Zum Abschied sparten die entzweiten Zweckpartner nicht mit harschen Worten. Andrzej Lepper sei ein „Unruhestifter“, der seine Chance zur nachhaltigen Änderung seines Images nicht genutzt habe, begründete Polens Regierungschef Jaroslaw Kaczynski in der Nacht zum Freitag den Rauswurf seines Stellvertreters. Polen benötige „Ruhe und Stabilität“, erläuterte der Gründer der nationalkonservativen PiS das abrupte Ende der Koalition mit Leppers Bauernprotestpartei Samoobrona: „So wie zuletzt kann es nicht weitergehen.“

„Krank nach der Macht“ und „komplexbeladen“ seien die einstigen Mitkoalitionäre der PiS, polterte der abservierte Bauernführer erbost zurück. Nicht er, sondern der Zwillingsbruder von Staatschef Lech Kaczynski habe sich „rüpelhaft“ betragen und keinerlei politischen Anstand gezeigt. Im Kabinett habe sich der Premier „über nichts und mit niemandem“ beraten, die Samoobrona „erniedrigt“ und sich weder an schriftliche noch mündliche Absprachen gehalten, ärgerte sich der bisherige Landwirtschaftsminister. Mit Geld- und Jobofferten versuche die PiS schon seit Monaten, Abgeordnete der Samoobrona zum Überlaufen zu bewegen, warf Lepper den Ex-Partnern „Korruption ungekannten Ausmaßes“ vor. Die Kaczynski-Brüder „könnten nur zerstören, nichts aufbauen“, zitierte er Ex-Präsident Lech Walesa: „Nur wenn man auf den Knien zu ihnen rutscht und sagt, was sie hören wollen, kann man sich mit ihnen verständigen.“

Kräftig wird im Scherbenhaufen des nach nur vier Monaten geplatzten Bündnisses der PiS mit der Samoobrona und der rechtsklerikalen LPR nachgetreten.
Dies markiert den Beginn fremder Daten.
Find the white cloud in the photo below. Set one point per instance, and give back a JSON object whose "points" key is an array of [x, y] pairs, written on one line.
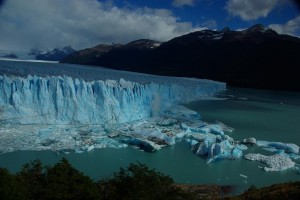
{"points": [[250, 9], [181, 3], [292, 27], [82, 23]]}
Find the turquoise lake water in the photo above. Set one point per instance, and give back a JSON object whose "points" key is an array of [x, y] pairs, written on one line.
{"points": [[265, 115]]}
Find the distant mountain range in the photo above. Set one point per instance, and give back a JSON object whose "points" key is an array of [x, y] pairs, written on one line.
{"points": [[257, 57], [53, 55], [56, 54]]}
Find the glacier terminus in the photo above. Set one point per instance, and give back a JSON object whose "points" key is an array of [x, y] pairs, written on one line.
{"points": [[71, 108]]}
Dabei hatte Präsident Kaczynski die nationalpopulistische Koalition bei deren Vereidigung im Mai noch als „große Chance“ für die Republik gepriesen. Doch die Selbstzerfleischungskräfte erwiesen sich als stärker als jegliche Gemeinsamkeiten. Zwar machten die fallenden Umfragewerte der LPR, die bei Neuwahlen wohl aus dem Sejm, Polens Parlament, purzeln würde, den kleinsten Koalitionär zu einem handzahmen Erfüllungsgehilfen der PiS. Misstrauisch beäugte jedoch Lepper von Anfang an das Streben der PiS, nicht nur die Wählerklientel, sondern auch Abgeordnete der Partner zu absorbieren.
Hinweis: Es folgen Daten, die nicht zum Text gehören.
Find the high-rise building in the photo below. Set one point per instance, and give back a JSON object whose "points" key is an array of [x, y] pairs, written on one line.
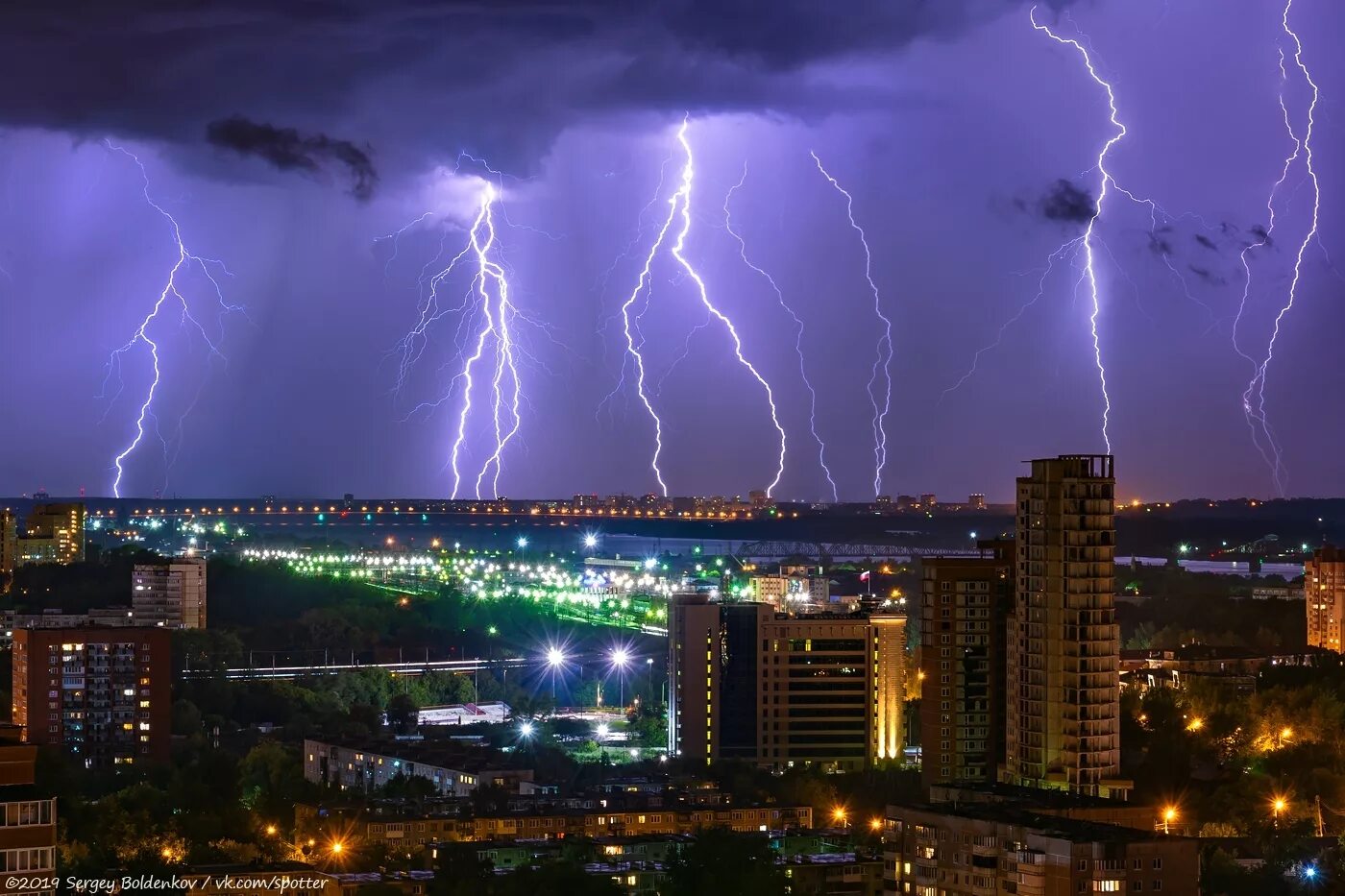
{"points": [[1324, 593], [968, 849], [51, 534], [27, 819], [1063, 720], [965, 606], [9, 546], [101, 693], [170, 593], [748, 682]]}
Der Premier und sein Stellvertreter hatten zuletzt nur noch ihren autoritären Charakter und die Unduldsamkeit gegenüber Widerspruch gemein. Ob bei den Haushaltsplanungen oder bei der von der Samoobrona heftig kritisierten Entscheidung zur Verstärkung der Afghanistan-Truppen: Immer heftiger waren Kaczynski und Lepper in den letzten Wochen aneinandergeraten. Zwar hatte die Profilierung als regierungsinterner Opponent Lepper zuletzt wieder anziehende Umfragewerte beschert. Doch der zunehmende Gegenwind wurde dem genervten Kaczynski nun genug: Mitleidslos ließ er seinen bisherigen Mitstreiter fallen.
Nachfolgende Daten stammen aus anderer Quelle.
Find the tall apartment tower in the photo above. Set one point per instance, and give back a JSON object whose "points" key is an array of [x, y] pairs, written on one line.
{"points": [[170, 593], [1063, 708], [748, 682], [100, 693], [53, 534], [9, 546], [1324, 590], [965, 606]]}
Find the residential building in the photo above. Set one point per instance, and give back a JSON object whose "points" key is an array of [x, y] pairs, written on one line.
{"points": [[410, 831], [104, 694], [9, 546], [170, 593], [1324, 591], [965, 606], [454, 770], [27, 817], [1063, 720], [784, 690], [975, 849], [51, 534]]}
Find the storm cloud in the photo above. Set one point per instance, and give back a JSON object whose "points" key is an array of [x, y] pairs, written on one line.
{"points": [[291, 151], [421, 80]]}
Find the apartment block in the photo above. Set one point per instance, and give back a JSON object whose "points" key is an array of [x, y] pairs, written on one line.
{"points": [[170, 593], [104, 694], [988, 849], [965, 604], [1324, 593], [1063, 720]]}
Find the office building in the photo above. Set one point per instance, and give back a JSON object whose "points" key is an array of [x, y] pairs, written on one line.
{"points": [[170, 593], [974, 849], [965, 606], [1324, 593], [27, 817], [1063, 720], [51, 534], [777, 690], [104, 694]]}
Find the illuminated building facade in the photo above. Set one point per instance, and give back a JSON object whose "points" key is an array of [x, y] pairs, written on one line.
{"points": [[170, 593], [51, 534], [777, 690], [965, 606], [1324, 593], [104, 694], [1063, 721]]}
Wie der erboste Lepper fordern auch die oppositionellen Rechtsliberalen (PO) und Sozialdemokraten (SLD) vorzeitige Neuwahlen. Strippenzieher Kaczynski hofft indes, sich mit dem verbliebenen Koalitionspartner LPR, der traditionellen Bauernpartei PSL und abtrünnigen Abgeordneten der Samoobrona eine neue Mehrheit basteln zu können. „Die Leute melden sich selbst bei uns“, wehrte sich der PiS-Ministerrat-Chef Przemyslaw Gosiewski gegen den Vorwurf, Abgeordnete des Ex-Partners zum Fraktionsaustritt zu bewegen: „Wir wissen, dass es in der Samoobrona genügend Abgeordnete gibt, die diese Regierung fortsetzen wollen.“

Missglückt der Versuch der PiS, sich eine stabile Regierungsgrundlage zu schaffen, gilt an der Weichsel ein Wahltermin Ende November als wahrscheinlich. Doch egal, ob Kaczynski noch einige Monate auf der Regierungsbank weiterwursteln kann oder Neuwahlen ausruft: Das Ende der von den selbst ernannten Staatserneuerern der PiS vor Jahresfrist proklamierten „Vierten Republik“ kommt in Sicht. Von den Warschauer Dauerturbulenzen hat nicht nur das ermattete Publikum, sondern auch die Presse genug. „Lieber vorzeitige Wahlen als eine neue Koalition“, plädiert die bürgerliche Zeitung „Rzeczpospolita“ für ein rasches Ende des derzeitigen Regierungsschreckens: Seine Amtszeit könne Kaczynski zwar möglicherweise verlängern – aber keines seiner Reformvorhaben mehr verwirklichen.